Baseline Total Metabolic Tumor Volume and Total Lesion Glycolysis Measured on 18F-FDG PET-CT Predict Outcomes in T-Cell Lymphoblastic Lymphoma
Article information
Abstract
Purpose
There is no optimal prognostic model for T-cell lymphoblastic lymphoma (T-LBL). Here, we discussed the predictive value of total metabolic tumor volume (TMTV) and total lesion glycolysis (TLG) measured on 18F-fluorodeoxyglucose positron emission tomography–computed tomography (PET-CT) in T-LBL.
Materials and Methods
Thirty-seven treatment naïve T-LBL patients with PET-CT scans were enrolled. TMTV was obtained using the 41% maximum standardized uptake value (SUVmax) threshold method, and TLG was measured as metabolic tumor volume multiplied by the mean SUV. Progression-free survival (PFS) and overall survival (OS) were analyzed by Kaplan-Meier curves and compared by the log-rank test.
Results
The optimal cutoff values for SUVmax, TMTV, and TLG were 12.7, 302 cm3, and 890, respectively. A high SUVmax, TMTV, and TLG indicated a shorten PFS and OS. On multivariable analysis, TMTV ≥ 302 cm3, and central nervous system (CNS) involvement predicted inferior PFS, while high SUVmax, TLG and CNS involvement were associated with worse OS. Subsequently, we generated a risk model comprising high SUVmax, TMTV or TLG and CNS involvement, which stratified the population into three risk groups, which had significantly different median PFS of not reached, 14 months, and 7 months for low-risk group, mediate-risk group, and high-risk group, respectively (p < 0.001).
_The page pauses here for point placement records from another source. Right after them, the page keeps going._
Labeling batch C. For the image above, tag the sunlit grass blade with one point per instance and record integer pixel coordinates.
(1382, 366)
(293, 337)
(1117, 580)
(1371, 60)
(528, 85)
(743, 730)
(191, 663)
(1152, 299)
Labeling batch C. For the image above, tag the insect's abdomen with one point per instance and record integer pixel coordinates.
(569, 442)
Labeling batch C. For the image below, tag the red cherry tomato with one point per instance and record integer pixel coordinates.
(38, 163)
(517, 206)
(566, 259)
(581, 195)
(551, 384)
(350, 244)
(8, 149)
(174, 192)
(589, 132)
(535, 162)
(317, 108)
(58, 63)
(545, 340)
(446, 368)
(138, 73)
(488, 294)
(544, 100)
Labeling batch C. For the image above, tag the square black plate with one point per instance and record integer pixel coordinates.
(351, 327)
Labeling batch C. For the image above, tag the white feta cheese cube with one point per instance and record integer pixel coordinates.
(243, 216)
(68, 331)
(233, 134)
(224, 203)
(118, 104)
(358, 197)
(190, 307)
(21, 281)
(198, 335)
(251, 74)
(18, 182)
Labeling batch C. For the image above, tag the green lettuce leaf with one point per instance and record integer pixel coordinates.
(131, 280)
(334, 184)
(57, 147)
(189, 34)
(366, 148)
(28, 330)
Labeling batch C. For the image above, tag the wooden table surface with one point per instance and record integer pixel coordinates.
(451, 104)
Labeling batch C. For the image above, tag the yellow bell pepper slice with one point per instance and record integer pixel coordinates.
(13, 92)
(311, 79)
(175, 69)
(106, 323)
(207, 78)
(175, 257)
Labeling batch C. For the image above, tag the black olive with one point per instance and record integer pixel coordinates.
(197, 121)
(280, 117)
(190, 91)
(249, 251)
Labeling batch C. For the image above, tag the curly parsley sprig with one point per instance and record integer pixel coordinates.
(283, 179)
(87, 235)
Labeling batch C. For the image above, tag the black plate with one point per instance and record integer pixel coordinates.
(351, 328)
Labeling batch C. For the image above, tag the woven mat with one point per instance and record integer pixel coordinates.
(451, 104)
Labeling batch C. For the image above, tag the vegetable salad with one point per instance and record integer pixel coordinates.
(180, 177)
Median OS were not reached, 27 months, and 13 months, respectively (p < 0.001).
Conclusion
Baseline SUVmax, TMTV, and TLG measured on PET-CT are strong predictors of worse outcome in T-LBL. A risk model integrating these three parameters with CNS involvement identifies patients at high risk of disease progression.
Introduction
T-cell lymphoblastic lymphoma (T-LBL) is an aggressive subtype of non-Hodgkin lymphoma, characterized by male predominance and a high frequency of mediastinal tumor [1,2]. Although pediatric-derived, intensive lymphoblastic leukemia-like protocols significantly prolong survival, many patients continue to fail to achieve a response or suffer relapse [3,4]. In addition, there is no optimal prognostic model for T-LBL. Conventional markers of tumor burden, including Ann Arbor stage, International Prognostic Index (IPI), serum lactate dehydrogenase (LDH), bulky disease and bone marrow involvement, have been reported to be prognostic in limited studies [4–6]. Therefore, there remains an urgent need to identify new prognostic factors and accurate risk stratification to develop individualized treatment strategies for T-LBL.
18Fluorine fluorodeoxyglucose positron emission tomography–computed tomography (FDG PET-CT) has been adopted by the 2014 International Conference on Malignant Lymphoma imaging consensus guidelines as a powerful tool in the staging and response assessment of FDG-avid lymphoma [7]. Recently, new promising parameters measured on baseline positron emission tomography–computed tomography (PET-CT), including total metabolic tumor volume (TMTV), and total lesion glycolysis (TLG), which estimate both tumor burden and metabolism, have been shown to be significantly related to inferior progression-free survival (PFS) and/or overall survival (OS) in diffuse large B-cell lymphoma (DLBCL), primary mediastinal large B-cell lymphoma, Hodgkin lymphoma (HL), follicular lymphoma (FL), peripheral T-cell lymphoma (PTCL), and extranodal natural killer/T cell lymphoma (NKTCL) [8–15].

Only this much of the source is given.